これはつまり、先ほど挙げた戦略ディメンションで同じ戦略をとる企業(要するに、似たような戦略をとっている企業)をグループ化した考え方のことです。
例えば「製品」「価格」というディメンションで戦略を同じくするグループを分けると次のようになります。
グループ①
テクノロジーは自社開発。安売りはしない。
グループ②
テクノロジーは自社開発。安売りで数を売りたい。
グループ③
テクノロジーは外部開発。安売りで数を売りたい。
E.M.ポーターの研究では、先に述べた各ディメンションでの戦略転換が難しいのと同様に、上記のようなグループにおいても、簡単には別のグループに移動できないとしています。
理由は先ほど説明した通りで、製品にまつわるコスト、流通経路、広告などにより作り上げられた製品および企業イメージを変えようとすると、それ相応の時間とコストがかかってしまうからです。

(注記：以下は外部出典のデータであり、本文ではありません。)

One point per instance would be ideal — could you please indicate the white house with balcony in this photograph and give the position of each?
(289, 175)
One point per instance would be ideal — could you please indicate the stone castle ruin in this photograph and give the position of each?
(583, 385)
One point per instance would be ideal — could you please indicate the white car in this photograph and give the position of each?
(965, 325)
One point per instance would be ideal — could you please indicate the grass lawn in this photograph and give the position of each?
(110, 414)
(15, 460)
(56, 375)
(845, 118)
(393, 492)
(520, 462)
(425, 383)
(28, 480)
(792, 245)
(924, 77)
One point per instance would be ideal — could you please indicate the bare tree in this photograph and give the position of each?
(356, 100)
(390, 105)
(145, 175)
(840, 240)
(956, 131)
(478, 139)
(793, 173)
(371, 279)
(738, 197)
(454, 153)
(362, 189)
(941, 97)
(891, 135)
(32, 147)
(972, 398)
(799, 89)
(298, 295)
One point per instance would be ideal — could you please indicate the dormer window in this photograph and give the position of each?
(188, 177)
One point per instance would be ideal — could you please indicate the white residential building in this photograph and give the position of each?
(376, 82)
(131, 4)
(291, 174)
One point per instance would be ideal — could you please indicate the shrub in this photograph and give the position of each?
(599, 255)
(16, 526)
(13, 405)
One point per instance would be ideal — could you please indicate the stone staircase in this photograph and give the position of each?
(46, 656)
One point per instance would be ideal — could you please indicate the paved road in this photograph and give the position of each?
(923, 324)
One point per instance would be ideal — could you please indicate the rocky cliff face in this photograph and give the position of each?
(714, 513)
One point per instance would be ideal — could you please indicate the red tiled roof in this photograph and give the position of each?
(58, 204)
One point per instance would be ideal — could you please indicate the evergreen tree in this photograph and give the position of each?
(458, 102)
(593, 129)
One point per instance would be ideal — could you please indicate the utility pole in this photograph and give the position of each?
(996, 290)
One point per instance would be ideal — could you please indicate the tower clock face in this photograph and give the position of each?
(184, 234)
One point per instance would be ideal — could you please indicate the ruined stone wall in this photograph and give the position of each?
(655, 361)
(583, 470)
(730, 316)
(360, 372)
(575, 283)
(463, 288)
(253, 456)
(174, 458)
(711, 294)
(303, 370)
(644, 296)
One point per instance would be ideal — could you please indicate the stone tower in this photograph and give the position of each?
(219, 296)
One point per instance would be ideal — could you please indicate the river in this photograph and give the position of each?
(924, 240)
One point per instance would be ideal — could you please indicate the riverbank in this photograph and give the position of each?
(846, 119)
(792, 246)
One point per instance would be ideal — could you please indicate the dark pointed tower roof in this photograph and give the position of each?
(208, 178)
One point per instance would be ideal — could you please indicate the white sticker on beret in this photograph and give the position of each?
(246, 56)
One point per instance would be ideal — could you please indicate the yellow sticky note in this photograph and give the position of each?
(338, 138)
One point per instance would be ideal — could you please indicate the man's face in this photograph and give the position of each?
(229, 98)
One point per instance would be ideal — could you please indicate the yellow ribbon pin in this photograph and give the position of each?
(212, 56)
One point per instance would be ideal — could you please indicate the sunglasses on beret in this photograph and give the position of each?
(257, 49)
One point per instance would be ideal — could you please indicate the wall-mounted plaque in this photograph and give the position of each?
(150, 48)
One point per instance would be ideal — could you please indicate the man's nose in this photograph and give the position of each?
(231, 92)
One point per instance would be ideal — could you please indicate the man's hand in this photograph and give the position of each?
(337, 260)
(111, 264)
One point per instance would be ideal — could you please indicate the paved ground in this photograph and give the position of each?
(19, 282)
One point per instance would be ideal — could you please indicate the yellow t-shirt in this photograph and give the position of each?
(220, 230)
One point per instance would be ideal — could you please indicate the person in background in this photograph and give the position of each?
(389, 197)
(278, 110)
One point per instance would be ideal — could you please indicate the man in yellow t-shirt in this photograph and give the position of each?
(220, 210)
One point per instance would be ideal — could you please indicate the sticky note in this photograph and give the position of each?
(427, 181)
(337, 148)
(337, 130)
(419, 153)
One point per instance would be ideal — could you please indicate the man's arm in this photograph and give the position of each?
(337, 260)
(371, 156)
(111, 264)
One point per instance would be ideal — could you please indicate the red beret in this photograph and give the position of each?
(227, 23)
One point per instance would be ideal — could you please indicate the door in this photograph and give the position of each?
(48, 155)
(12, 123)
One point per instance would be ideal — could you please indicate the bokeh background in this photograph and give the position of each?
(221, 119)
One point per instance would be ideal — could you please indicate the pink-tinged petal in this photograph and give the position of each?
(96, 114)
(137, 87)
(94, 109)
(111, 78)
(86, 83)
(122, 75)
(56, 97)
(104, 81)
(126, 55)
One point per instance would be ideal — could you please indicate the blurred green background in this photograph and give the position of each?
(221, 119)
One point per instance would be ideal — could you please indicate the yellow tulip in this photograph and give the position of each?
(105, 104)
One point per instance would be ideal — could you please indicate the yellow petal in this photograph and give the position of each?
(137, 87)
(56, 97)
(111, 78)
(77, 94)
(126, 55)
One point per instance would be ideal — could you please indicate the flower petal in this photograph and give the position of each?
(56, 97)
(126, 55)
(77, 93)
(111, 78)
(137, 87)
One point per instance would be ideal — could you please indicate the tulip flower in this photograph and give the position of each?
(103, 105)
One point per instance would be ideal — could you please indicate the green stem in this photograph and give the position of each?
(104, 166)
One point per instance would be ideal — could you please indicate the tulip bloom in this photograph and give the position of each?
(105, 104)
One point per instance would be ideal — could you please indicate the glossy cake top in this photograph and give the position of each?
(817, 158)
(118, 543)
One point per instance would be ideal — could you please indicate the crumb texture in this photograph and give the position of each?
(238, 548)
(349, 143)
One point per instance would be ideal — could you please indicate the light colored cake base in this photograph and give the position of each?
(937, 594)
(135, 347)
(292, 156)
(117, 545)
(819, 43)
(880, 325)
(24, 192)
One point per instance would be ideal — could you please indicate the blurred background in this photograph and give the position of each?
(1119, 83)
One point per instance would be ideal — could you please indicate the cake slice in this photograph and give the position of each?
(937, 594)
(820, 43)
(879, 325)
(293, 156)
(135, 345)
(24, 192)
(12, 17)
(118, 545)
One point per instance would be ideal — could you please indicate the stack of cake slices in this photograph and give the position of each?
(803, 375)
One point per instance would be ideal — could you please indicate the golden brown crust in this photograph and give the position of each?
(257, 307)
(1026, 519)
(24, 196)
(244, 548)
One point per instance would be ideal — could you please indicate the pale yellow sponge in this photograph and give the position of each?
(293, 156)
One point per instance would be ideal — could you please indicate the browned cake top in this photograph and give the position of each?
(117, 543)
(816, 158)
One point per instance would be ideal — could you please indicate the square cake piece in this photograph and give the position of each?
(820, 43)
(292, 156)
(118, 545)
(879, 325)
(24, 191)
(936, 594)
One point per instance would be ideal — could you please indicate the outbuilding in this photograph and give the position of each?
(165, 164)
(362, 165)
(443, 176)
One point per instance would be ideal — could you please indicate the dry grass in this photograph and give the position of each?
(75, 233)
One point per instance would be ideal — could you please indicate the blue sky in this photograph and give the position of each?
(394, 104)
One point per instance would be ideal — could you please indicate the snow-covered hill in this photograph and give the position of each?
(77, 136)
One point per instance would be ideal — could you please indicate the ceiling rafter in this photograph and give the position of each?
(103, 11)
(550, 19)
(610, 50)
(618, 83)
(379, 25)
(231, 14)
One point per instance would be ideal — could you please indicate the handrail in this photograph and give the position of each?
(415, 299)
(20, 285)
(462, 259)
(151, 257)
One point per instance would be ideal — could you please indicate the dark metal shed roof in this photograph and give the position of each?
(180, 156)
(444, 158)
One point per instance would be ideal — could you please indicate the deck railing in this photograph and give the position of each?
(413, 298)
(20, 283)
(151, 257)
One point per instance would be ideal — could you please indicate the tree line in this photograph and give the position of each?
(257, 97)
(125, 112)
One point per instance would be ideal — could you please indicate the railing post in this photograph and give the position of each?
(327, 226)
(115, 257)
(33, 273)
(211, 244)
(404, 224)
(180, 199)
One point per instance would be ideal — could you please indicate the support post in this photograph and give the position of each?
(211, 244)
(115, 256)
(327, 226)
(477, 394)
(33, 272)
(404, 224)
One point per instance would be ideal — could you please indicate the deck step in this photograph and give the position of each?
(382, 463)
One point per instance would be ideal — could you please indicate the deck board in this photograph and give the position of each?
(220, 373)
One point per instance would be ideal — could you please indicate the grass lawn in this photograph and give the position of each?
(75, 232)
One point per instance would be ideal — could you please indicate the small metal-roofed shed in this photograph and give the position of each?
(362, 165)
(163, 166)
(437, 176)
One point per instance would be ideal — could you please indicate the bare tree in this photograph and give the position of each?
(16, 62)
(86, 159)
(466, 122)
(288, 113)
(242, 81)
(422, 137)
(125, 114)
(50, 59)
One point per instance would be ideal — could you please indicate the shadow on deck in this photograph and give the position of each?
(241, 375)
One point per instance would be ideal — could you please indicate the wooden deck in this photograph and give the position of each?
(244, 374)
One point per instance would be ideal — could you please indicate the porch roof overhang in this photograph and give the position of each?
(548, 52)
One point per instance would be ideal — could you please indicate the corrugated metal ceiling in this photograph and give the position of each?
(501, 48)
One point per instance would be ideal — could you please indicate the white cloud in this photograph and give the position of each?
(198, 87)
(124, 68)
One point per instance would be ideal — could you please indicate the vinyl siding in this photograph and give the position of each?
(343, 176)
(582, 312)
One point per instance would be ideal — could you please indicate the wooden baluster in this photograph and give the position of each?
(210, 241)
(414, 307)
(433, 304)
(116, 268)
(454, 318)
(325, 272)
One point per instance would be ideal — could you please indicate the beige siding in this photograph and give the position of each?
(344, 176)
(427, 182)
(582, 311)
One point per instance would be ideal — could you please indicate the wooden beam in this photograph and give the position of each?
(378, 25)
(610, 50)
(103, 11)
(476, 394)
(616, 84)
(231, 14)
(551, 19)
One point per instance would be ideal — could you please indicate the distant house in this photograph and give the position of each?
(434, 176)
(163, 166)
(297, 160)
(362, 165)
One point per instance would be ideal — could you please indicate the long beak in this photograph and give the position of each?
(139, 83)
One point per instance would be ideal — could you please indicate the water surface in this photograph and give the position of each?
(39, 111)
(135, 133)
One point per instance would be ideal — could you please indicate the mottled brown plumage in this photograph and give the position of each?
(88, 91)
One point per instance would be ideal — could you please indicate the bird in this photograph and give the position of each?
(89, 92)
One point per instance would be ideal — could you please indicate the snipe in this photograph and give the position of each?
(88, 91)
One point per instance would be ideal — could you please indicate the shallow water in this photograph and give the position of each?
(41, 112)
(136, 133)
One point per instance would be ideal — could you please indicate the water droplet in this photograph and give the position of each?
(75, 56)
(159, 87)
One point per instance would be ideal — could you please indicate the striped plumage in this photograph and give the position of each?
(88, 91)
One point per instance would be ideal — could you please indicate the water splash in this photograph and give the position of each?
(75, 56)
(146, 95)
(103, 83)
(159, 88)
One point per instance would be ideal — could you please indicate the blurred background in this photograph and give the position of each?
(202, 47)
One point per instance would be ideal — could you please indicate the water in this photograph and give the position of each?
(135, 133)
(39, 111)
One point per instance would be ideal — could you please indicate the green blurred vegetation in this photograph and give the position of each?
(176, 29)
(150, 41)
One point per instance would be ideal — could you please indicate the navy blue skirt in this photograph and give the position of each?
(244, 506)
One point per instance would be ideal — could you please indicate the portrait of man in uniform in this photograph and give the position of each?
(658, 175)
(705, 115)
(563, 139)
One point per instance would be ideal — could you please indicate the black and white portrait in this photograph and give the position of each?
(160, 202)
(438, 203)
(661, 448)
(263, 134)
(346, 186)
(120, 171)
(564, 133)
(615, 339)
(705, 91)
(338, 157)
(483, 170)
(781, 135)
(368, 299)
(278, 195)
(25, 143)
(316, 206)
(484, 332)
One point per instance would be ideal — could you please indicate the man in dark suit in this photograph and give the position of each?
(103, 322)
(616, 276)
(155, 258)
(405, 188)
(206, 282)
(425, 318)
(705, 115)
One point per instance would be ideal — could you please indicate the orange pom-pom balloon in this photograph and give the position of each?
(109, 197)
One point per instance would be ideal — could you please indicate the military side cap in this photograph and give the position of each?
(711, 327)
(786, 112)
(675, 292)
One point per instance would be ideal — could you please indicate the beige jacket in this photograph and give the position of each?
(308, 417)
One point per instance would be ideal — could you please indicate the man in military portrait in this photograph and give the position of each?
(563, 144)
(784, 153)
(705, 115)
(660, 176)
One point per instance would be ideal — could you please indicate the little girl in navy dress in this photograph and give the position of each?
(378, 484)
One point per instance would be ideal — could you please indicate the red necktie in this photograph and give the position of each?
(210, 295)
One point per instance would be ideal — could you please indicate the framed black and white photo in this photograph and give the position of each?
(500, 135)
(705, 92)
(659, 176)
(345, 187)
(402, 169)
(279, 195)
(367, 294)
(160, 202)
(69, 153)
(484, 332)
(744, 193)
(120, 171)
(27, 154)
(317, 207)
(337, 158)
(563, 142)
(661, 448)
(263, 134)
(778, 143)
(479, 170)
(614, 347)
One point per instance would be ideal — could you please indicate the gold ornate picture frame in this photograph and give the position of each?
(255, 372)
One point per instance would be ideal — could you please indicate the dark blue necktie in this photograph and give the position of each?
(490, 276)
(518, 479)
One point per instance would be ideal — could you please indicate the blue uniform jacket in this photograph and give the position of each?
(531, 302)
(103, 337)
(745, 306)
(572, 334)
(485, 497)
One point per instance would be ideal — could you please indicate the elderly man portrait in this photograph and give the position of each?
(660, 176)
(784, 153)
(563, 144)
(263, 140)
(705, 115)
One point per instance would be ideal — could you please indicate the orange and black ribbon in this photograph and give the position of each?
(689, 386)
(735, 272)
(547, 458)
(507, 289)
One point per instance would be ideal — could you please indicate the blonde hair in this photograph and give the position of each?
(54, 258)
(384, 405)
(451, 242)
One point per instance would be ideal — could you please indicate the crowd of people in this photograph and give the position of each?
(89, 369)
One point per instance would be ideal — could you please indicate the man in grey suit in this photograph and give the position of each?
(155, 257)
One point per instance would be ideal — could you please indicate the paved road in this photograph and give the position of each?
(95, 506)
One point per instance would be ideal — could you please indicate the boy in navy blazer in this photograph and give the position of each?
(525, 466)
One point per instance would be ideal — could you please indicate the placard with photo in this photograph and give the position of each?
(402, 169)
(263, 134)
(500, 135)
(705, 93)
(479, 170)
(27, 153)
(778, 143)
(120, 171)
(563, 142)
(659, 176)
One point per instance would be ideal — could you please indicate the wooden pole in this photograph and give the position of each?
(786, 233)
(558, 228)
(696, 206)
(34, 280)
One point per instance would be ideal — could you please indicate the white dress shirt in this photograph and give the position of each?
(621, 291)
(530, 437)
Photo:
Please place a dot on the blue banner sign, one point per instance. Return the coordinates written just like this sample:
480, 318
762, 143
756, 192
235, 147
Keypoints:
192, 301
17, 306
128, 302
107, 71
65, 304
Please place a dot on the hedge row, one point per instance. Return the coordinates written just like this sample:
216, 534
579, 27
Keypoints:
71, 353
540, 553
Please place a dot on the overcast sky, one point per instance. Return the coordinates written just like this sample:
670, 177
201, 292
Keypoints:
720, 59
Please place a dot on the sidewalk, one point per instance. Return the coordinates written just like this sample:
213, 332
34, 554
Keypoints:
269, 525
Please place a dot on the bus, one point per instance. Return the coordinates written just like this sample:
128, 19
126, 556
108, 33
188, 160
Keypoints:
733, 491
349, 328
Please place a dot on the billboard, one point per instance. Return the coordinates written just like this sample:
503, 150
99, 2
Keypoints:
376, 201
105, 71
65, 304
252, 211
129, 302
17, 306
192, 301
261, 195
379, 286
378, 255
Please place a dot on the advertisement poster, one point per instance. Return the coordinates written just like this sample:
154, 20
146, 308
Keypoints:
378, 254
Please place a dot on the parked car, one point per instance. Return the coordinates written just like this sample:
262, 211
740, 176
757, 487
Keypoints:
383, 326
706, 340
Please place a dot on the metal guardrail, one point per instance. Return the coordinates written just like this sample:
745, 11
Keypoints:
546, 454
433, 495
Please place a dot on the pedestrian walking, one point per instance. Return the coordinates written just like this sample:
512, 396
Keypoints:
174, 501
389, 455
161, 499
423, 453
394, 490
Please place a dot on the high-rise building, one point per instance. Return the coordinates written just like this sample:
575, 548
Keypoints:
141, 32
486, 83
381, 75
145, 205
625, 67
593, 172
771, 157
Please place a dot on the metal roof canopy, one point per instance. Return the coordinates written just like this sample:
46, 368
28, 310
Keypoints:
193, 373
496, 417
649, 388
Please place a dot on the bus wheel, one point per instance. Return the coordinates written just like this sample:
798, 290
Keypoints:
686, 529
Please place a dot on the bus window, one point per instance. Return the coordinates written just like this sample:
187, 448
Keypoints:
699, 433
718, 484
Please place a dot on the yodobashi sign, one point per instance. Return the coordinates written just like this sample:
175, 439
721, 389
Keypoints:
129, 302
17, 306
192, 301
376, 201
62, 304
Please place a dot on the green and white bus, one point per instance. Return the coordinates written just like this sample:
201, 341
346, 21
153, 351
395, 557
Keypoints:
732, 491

このように、企業の戦略をそれぞれ戦略ごとにグループ化してみても、各グループの間には「移動障壁」が存在し、容易に戦略シフトができないのです。
おわりに
企業が既存の経営戦略の転換を考える際にぶつかる「移動障壁」。
E.M.ポーターの戦略ディメンションや戦略グループといった分類を用いれば、この「移動障壁」がどのようなものかより明確化します。
事業計画やマーケティング戦略などを考える際には、自社にとって困難な戦略に舵を切っていないか、この「移動障壁」という観点から考えててみると良いと思います。